7 Love Lane Cottages, Wakering Road, Shoeburyness, Essex
On a cold late December morning, Victor Silvester with his Ballroom Orchestra were on the BBC Light Program playing through a pre-war bakelite radio in the front room of
7 Love Lane Cottages belonging to Mr and Mrs James McClintoch Fry, who were soon to become my grandparents, as I fought like fury to keep my little body of 9lbs 2oz well inside the warmth of my mothers womb. This wasn't to be and at a little after midday I was born.
I was the first child of Dennis and Jean, well of Jean anyway. It would be over 30 years before I became somewhat aware of the truth.
Jean, or more accurately Louisa Jean Fry was the eldest child of career soldier James and Teresa Fry. They had two further children, Rodney and Diane, alas Teresa was to die shortly after giving birth to Diane in 1939. James, along with many other regular soldiers was sent to war, not returning home permanently until 1946.
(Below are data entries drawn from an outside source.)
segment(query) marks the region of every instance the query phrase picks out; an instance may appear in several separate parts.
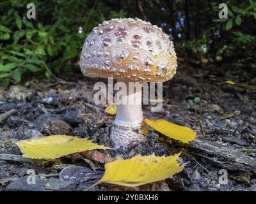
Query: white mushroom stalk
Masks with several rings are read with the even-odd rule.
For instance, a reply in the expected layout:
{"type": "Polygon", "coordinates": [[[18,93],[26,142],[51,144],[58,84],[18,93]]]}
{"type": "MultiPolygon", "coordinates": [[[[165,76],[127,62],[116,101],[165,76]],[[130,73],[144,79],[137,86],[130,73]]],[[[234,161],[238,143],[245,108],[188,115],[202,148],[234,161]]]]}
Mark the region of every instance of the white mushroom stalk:
{"type": "Polygon", "coordinates": [[[122,82],[125,86],[118,91],[122,97],[117,99],[116,116],[110,135],[116,149],[145,140],[140,129],[143,122],[141,84],[132,82],[129,85],[127,82],[122,82]]]}

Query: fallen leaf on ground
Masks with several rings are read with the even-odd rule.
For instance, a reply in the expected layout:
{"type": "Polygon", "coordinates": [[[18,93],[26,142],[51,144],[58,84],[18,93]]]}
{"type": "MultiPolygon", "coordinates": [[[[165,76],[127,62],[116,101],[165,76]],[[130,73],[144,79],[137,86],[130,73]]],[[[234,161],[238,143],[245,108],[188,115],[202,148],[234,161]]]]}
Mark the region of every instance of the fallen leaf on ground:
{"type": "Polygon", "coordinates": [[[148,126],[163,135],[184,143],[194,140],[196,135],[195,132],[187,127],[180,126],[164,119],[150,120],[145,119],[144,121],[148,126]]]}
{"type": "Polygon", "coordinates": [[[182,170],[184,166],[177,161],[180,154],[168,157],[138,155],[106,163],[103,177],[92,187],[102,182],[132,187],[164,180],[182,170]]]}
{"type": "Polygon", "coordinates": [[[15,142],[26,158],[49,159],[93,149],[111,149],[91,141],[67,135],[51,135],[15,142]]]}
{"type": "Polygon", "coordinates": [[[114,103],[109,105],[106,108],[105,112],[110,115],[115,115],[116,113],[116,103],[114,103]]]}

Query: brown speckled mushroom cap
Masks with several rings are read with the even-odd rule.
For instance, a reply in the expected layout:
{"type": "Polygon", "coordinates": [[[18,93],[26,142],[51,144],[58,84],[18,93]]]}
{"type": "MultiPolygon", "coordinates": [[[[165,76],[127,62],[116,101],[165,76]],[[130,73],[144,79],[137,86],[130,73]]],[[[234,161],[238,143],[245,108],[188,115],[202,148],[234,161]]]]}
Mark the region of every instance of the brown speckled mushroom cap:
{"type": "Polygon", "coordinates": [[[160,82],[176,73],[177,57],[161,28],[137,18],[115,18],[87,36],[80,67],[90,77],[160,82]]]}

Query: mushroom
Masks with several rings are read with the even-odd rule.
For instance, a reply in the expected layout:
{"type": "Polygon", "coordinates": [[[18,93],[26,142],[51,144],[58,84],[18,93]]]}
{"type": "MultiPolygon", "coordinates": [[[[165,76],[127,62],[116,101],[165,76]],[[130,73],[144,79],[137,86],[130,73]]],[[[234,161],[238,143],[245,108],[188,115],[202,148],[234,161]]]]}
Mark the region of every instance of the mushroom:
{"type": "Polygon", "coordinates": [[[141,130],[141,83],[164,82],[176,73],[176,54],[169,36],[157,26],[137,18],[104,21],[87,36],[80,67],[87,76],[112,77],[127,85],[127,90],[120,91],[125,95],[124,103],[117,104],[110,134],[115,147],[145,141],[141,130]],[[129,90],[129,82],[138,83],[129,90]],[[130,99],[139,103],[125,104],[130,99]]]}

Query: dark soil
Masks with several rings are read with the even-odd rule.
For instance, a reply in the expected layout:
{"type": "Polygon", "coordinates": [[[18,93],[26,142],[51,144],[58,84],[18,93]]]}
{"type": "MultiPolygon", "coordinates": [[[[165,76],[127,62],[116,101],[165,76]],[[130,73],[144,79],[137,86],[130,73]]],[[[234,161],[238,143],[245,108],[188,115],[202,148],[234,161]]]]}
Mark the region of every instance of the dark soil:
{"type": "MultiPolygon", "coordinates": [[[[204,69],[179,66],[173,79],[163,84],[163,110],[151,112],[150,106],[145,106],[144,117],[163,118],[189,127],[202,141],[224,145],[228,152],[230,148],[255,161],[256,80],[253,76],[256,76],[255,71],[232,69],[230,66],[204,69]],[[225,83],[227,80],[236,84],[225,83]],[[193,101],[196,97],[200,100],[195,104],[193,101]]],[[[61,78],[72,83],[43,80],[1,89],[0,112],[13,108],[17,114],[0,123],[0,154],[21,155],[13,142],[51,135],[89,138],[99,144],[112,146],[109,135],[115,117],[104,113],[106,106],[96,106],[93,102],[93,86],[97,79],[78,73],[61,78]]],[[[185,145],[149,129],[147,143],[135,143],[126,150],[101,152],[112,157],[130,158],[138,154],[170,156],[182,151],[179,162],[186,165],[184,170],[165,181],[136,188],[104,184],[92,191],[256,191],[253,163],[242,165],[237,161],[236,164],[225,155],[219,156],[218,152],[205,151],[196,144],[185,145]],[[227,185],[219,183],[218,172],[223,168],[228,172],[227,185]]],[[[44,175],[45,179],[51,178],[58,184],[58,173],[68,165],[87,167],[85,171],[94,176],[70,185],[61,183],[59,188],[48,190],[83,190],[97,182],[104,170],[103,164],[79,159],[72,161],[70,157],[33,163],[0,160],[0,191],[19,190],[11,184],[19,180],[22,182],[28,170],[31,168],[38,176],[44,175]],[[94,174],[90,171],[92,168],[95,170],[94,174]]]]}

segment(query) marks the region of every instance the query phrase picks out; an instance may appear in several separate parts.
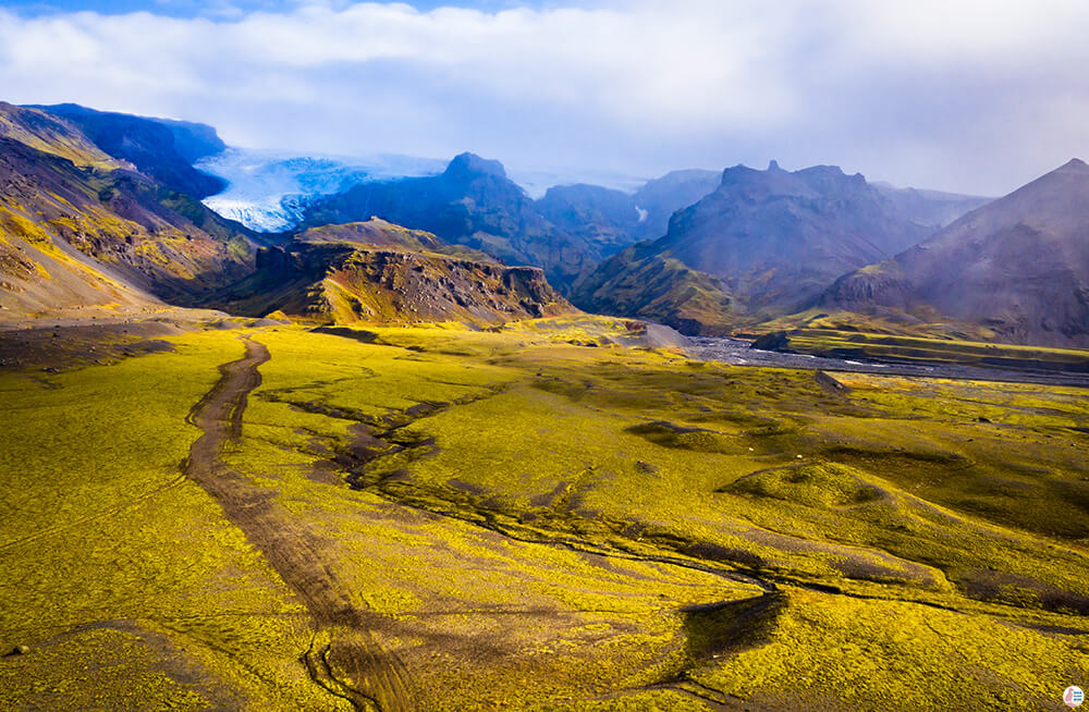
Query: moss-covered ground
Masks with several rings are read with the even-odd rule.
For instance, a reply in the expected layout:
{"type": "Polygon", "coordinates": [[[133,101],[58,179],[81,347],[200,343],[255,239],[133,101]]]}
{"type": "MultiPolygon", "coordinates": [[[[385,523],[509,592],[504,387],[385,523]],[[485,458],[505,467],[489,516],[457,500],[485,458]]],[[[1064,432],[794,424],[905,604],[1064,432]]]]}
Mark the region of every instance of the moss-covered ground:
{"type": "Polygon", "coordinates": [[[408,709],[1047,710],[1089,680],[1084,390],[830,389],[626,329],[204,331],[0,373],[0,647],[29,647],[2,707],[351,709],[299,661],[338,633],[297,575],[182,476],[238,336],[270,359],[223,464],[374,614],[408,709]]]}

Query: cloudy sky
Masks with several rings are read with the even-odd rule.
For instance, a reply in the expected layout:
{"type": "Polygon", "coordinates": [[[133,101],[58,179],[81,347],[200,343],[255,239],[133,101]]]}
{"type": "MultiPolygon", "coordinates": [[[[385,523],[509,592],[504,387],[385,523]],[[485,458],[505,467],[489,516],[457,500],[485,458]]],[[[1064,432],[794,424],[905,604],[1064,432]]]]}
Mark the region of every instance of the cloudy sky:
{"type": "Polygon", "coordinates": [[[233,145],[987,195],[1089,159],[1085,0],[0,0],[0,99],[233,145]]]}

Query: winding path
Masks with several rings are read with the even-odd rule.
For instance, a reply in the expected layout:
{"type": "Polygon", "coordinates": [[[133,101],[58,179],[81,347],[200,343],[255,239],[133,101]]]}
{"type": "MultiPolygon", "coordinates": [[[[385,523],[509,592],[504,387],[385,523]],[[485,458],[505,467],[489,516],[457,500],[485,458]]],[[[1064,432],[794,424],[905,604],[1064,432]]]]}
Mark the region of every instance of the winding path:
{"type": "Polygon", "coordinates": [[[225,443],[241,439],[246,400],[261,382],[258,367],[271,358],[264,344],[248,337],[245,344],[246,355],[219,367],[219,381],[188,415],[204,434],[189,447],[183,472],[216,499],[306,605],[315,639],[303,659],[315,683],[356,710],[411,710],[403,663],[370,634],[380,616],[352,602],[347,587],[323,561],[320,539],[279,505],[273,492],[253,484],[220,457],[225,443]]]}

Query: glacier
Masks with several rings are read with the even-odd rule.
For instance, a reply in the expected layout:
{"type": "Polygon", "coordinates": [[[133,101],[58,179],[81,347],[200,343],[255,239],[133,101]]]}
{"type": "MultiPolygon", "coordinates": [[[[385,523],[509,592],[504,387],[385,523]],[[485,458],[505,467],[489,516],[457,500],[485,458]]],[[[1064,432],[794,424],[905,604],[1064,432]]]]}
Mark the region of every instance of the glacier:
{"type": "MultiPolygon", "coordinates": [[[[227,187],[204,204],[250,230],[280,233],[303,220],[307,204],[322,195],[343,193],[371,181],[438,175],[448,161],[397,154],[366,157],[299,155],[286,151],[231,147],[203,158],[194,167],[227,182],[227,187]]],[[[634,193],[645,177],[604,171],[512,168],[512,181],[526,194],[540,198],[554,185],[589,183],[634,193]]]]}
{"type": "Polygon", "coordinates": [[[387,154],[348,158],[228,148],[194,167],[227,181],[227,188],[204,199],[208,208],[250,230],[277,233],[295,228],[307,201],[317,196],[342,193],[368,181],[436,175],[445,170],[446,161],[387,154]]]}

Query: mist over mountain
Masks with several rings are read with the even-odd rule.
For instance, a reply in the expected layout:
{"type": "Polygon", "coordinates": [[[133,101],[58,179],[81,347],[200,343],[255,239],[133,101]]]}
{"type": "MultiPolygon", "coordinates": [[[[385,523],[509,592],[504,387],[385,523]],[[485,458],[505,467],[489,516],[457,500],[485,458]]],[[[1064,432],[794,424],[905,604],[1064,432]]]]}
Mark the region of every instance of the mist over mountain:
{"type": "Polygon", "coordinates": [[[600,246],[551,223],[502,163],[473,154],[455,157],[439,175],[356,185],[319,198],[304,225],[382,218],[493,255],[536,265],[561,287],[592,269],[600,246]]]}
{"type": "Polygon", "coordinates": [[[1087,210],[1089,165],[1074,159],[842,277],[823,303],[920,322],[953,318],[1013,343],[1089,346],[1087,210]]]}
{"type": "Polygon", "coordinates": [[[586,309],[653,316],[692,332],[790,314],[844,272],[930,235],[934,228],[906,216],[932,218],[937,210],[920,206],[944,209],[945,198],[911,197],[915,205],[894,202],[862,175],[832,165],[730,168],[712,193],[672,217],[664,236],[602,262],[572,298],[586,309]],[[640,284],[657,289],[640,295],[640,284]],[[678,321],[682,310],[687,316],[678,321]]]}
{"type": "Polygon", "coordinates": [[[250,269],[252,233],[107,156],[66,118],[0,105],[0,134],[9,314],[194,304],[250,269]]]}
{"type": "Polygon", "coordinates": [[[195,198],[219,193],[225,183],[193,168],[193,162],[227,148],[205,124],[96,111],[75,103],[36,107],[62,116],[105,152],[142,173],[195,198]]]}
{"type": "Polygon", "coordinates": [[[196,167],[225,182],[204,204],[252,230],[283,232],[302,222],[318,196],[347,191],[368,181],[435,175],[444,161],[409,156],[298,156],[282,151],[228,148],[196,167]]]}

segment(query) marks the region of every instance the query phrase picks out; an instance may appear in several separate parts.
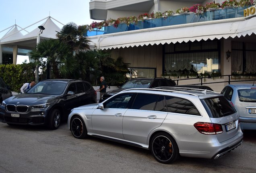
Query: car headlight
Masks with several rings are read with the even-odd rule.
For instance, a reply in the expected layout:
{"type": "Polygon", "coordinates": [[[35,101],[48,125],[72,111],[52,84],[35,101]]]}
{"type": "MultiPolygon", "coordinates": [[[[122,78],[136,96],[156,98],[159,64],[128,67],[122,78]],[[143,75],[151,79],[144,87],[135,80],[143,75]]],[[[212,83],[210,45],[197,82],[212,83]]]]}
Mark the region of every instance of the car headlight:
{"type": "Polygon", "coordinates": [[[33,109],[46,109],[49,107],[51,104],[49,103],[44,103],[41,105],[36,105],[31,106],[31,107],[33,109]]]}
{"type": "Polygon", "coordinates": [[[2,102],[2,104],[1,105],[2,105],[4,107],[5,107],[6,106],[6,103],[5,103],[5,102],[4,102],[4,101],[3,101],[2,102]]]}

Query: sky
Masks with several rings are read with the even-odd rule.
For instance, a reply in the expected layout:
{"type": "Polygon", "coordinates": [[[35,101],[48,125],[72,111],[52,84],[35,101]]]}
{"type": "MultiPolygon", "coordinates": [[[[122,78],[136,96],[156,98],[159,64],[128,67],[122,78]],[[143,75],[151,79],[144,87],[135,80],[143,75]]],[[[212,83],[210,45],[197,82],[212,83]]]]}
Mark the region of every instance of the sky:
{"type": "MultiPolygon", "coordinates": [[[[15,23],[24,28],[49,16],[64,24],[71,22],[78,25],[90,24],[94,20],[90,18],[89,2],[90,0],[0,0],[0,38],[9,30],[6,29],[15,23]]],[[[45,20],[26,30],[31,31],[45,20]]],[[[53,21],[60,28],[63,26],[53,21]]],[[[27,33],[24,31],[21,32],[23,35],[27,33]]]]}

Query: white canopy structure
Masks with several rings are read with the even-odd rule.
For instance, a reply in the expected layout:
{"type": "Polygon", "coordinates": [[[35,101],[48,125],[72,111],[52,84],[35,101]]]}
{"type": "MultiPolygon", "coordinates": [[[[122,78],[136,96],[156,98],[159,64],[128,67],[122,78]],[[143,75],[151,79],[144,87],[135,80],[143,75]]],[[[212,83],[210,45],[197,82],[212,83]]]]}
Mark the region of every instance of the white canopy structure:
{"type": "Polygon", "coordinates": [[[256,33],[256,17],[244,17],[144,29],[89,37],[99,49],[227,39],[256,33]],[[115,41],[118,40],[118,41],[115,41]]]}
{"type": "MultiPolygon", "coordinates": [[[[16,64],[17,55],[19,54],[18,51],[18,48],[31,50],[35,47],[37,43],[39,41],[39,39],[42,40],[50,38],[56,38],[57,32],[59,32],[60,30],[60,28],[53,22],[52,19],[54,20],[62,25],[64,25],[64,24],[50,16],[19,30],[16,27],[16,25],[15,24],[15,27],[11,30],[9,30],[7,33],[0,39],[0,64],[2,63],[2,54],[3,51],[2,48],[12,48],[13,57],[13,63],[14,64],[16,64]],[[25,29],[27,28],[45,20],[46,20],[40,25],[43,26],[45,28],[42,33],[41,33],[42,31],[40,30],[40,29],[38,28],[36,28],[25,35],[23,35],[21,32],[21,31],[23,30],[26,31],[25,29]]],[[[11,28],[11,27],[9,28],[11,28]]]]}

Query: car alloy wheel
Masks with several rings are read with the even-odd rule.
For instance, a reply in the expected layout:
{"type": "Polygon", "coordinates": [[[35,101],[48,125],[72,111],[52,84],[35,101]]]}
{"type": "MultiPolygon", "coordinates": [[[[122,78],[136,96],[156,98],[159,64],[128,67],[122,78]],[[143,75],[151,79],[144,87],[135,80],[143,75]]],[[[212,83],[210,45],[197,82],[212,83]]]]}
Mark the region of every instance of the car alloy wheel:
{"type": "Polygon", "coordinates": [[[155,158],[162,163],[170,163],[179,155],[176,142],[165,133],[159,133],[153,137],[150,149],[155,158]]]}
{"type": "Polygon", "coordinates": [[[87,130],[85,125],[81,117],[75,116],[71,121],[70,129],[72,134],[78,139],[85,138],[87,135],[87,130]]]}

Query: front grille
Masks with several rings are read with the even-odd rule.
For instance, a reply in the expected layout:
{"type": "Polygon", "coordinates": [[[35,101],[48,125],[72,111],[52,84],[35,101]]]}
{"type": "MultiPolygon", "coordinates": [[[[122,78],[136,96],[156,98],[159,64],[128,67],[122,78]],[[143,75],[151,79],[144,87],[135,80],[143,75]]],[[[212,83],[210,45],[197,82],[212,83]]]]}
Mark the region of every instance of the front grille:
{"type": "Polygon", "coordinates": [[[29,107],[27,105],[18,105],[16,107],[16,110],[19,113],[25,113],[29,110],[29,107]]]}
{"type": "Polygon", "coordinates": [[[14,118],[10,117],[4,117],[4,119],[6,123],[27,123],[29,119],[22,118],[14,118]]]}
{"type": "Polygon", "coordinates": [[[12,104],[8,104],[6,106],[6,109],[9,112],[15,112],[24,113],[27,112],[29,106],[24,105],[16,106],[12,104]]]}
{"type": "Polygon", "coordinates": [[[6,110],[9,112],[15,112],[15,105],[14,105],[8,104],[6,105],[6,110]]]}

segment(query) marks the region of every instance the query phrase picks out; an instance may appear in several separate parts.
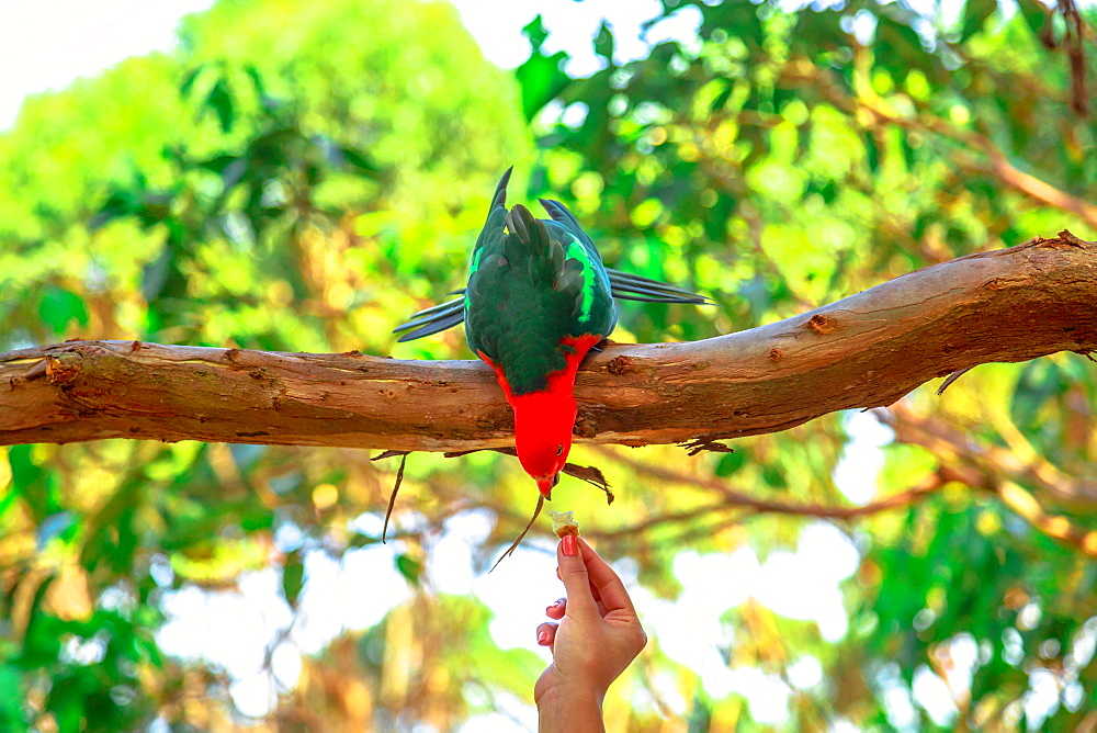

War in the garrison town of Shoebury was not a place for children and both Jean and Rodney were evacuated to Derbyshire, Castleton in fact. Diane remained at home with her aunt, Teresa's sister Louie Monk, Aunty Lou or Lulu to me. By the time James had come home Louie had become the mother to Diane and indeed to Jean and Rodney too, although whether she was motherly to the latter pair is open to conjecture as she tended to rule by the copper stick and rolling pin as her patience ran quite thin. She had had a couple of accidents in her youth that had left her partly disabled, meaning she had to walk with a stick. This probably affected her temperament greatly has she would look with jealously at her own sisters and their children.
Is wasn't too long after James' return that they got married and in 1949 they had a little girl Marilyn.